Bad News for a Tech Giant
A recent news piece in GeekWire reported, "Amazon is shutting down eight cashier-less Go Stores." There has been a slate of more negative news in the press:
1) Amazon plans to lay off more people than before (18k vs. the earlier 10k).
2) Online sales are slowing, and Amazon's e-commerce division went into the red for the past few quarters.
3) More concerning for Amazon is the expectation that AWS revenue growth is slated to slow down.
4) In 2022, Amazon shut 68 stores, including all Amazon Books and 4-star and Pop-Up shops.
So what does this all mean? Is it the end of Amazon's romance with the physical format?
It is easy to conclude that Amazon's physical format experiment has failed. It is also wrong.
AWS is what drives the profitability of the entire company. If AWS revenues slow down, then there is a cause for concern. Hence, CEO Andy Jassy is acting on cost control, expense deferral, and layoffs.
Many questioned the rationale when Amazon bought Whole Foods Market in 2017 for $13.7BN. Whole foods acquisition was Amazon's foray into the large Grocery segment in the US. The grocery segment has been demanding to crack for a long time.
Over the last 5 years, Whole Foods has been transformed quietly:
- Products have gone more local compared to regional (cost-effective, personalized to local tastes driving more revenue per store).
- Amazon's " Just Walk out" feature has been implemented in multiple stores. There is no need to pay at the till- your Amazon account is linked to your palm print, and the account is charged automatically with the goods you picked up. It cuts down wait time and increases basket size; when customers automatically pay, they spend more on every trip to the store. Also, there is no need to hire expensive staff at the till.
- More private-label brands have been introduced, driving costs down and higher customer purchases. This is a familiar strategy that Amazon employs on its e-commerce site.

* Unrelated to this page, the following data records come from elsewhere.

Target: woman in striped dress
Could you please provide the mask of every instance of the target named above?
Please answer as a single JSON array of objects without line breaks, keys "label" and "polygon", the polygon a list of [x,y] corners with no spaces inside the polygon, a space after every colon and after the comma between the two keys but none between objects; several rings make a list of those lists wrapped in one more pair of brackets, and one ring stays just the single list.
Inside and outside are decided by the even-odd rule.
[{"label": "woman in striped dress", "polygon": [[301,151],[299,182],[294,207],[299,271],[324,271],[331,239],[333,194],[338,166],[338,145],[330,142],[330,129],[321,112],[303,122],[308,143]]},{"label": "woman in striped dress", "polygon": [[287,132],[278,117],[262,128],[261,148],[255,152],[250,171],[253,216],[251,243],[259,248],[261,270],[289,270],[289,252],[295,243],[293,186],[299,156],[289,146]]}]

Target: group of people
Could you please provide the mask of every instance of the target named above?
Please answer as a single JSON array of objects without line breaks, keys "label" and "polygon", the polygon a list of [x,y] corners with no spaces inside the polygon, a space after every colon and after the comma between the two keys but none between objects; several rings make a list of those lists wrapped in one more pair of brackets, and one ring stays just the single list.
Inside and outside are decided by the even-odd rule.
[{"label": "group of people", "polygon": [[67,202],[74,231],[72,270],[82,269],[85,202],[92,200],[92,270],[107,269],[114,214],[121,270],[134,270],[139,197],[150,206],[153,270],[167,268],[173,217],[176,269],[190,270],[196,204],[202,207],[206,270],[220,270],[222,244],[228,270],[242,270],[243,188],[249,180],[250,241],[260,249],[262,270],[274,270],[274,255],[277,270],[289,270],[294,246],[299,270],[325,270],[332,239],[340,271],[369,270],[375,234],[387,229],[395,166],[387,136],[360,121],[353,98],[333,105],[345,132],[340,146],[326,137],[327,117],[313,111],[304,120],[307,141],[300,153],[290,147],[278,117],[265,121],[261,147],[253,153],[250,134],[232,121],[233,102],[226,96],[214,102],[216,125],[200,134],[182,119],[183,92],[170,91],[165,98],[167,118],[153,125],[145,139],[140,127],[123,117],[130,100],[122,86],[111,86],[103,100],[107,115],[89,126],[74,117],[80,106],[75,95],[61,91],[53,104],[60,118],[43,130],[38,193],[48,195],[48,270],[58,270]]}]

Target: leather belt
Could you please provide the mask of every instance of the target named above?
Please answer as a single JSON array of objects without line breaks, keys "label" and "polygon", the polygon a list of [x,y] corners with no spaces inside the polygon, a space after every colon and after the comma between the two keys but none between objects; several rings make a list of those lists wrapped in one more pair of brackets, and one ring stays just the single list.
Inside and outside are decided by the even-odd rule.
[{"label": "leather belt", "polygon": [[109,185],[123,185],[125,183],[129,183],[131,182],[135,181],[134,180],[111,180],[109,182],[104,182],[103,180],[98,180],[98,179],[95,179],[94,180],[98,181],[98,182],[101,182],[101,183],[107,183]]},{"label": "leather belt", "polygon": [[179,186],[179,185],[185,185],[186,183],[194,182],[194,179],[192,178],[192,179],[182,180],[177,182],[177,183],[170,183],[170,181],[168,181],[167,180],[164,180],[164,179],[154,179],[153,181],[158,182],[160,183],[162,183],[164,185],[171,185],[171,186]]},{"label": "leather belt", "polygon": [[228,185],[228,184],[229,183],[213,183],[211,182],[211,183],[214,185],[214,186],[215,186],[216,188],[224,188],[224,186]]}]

- Online orders have been driven higher using a dark store concept (In Brooklyn). Closed to customers, these operate like Amazon warehouses with robots, except that they are for perishable goods. The idea is to make grocery fulfillment cheaper by moving it closer to the customer and reducing personnel costs.
Given the above optimizations and improvements, Amazon investors need to consider the physical store closures resulting from a tech giant optimizing its cost profile and refocusing on profitable growth. At the time of writing this article, Amazon’s stock was trading at $94.55, compared to a 52-week high of $170.83. Clearly, investors are jittery.
Rapid hiring and opening of several warehouses during the pandemic have left Amazon with a high-cost base, and it needs to reduce its cost base. To put the current staff layoffs in perspective, Amazon has 1.54 Million full-time and part-time workers on its rolls!
Grocery is worth over USD 1.16 Trillion in the US, and around 11% of it is ordered online. Amazon wants to take a larger share of the online grocery market by optimizing the Whole foods and the Amazon fresh format.
In a Feb 2023 interview with the FT, CEO Andy Jassy promised to double down on its physical store strategy, despite placing growth plans on hold. So, chances of an early exit from the physical format are low.
This will be a long and hard-fought battle with multiple players, including Walmart, Instacart, Kroger, and others. Bring the popcorn; the battle is far from over!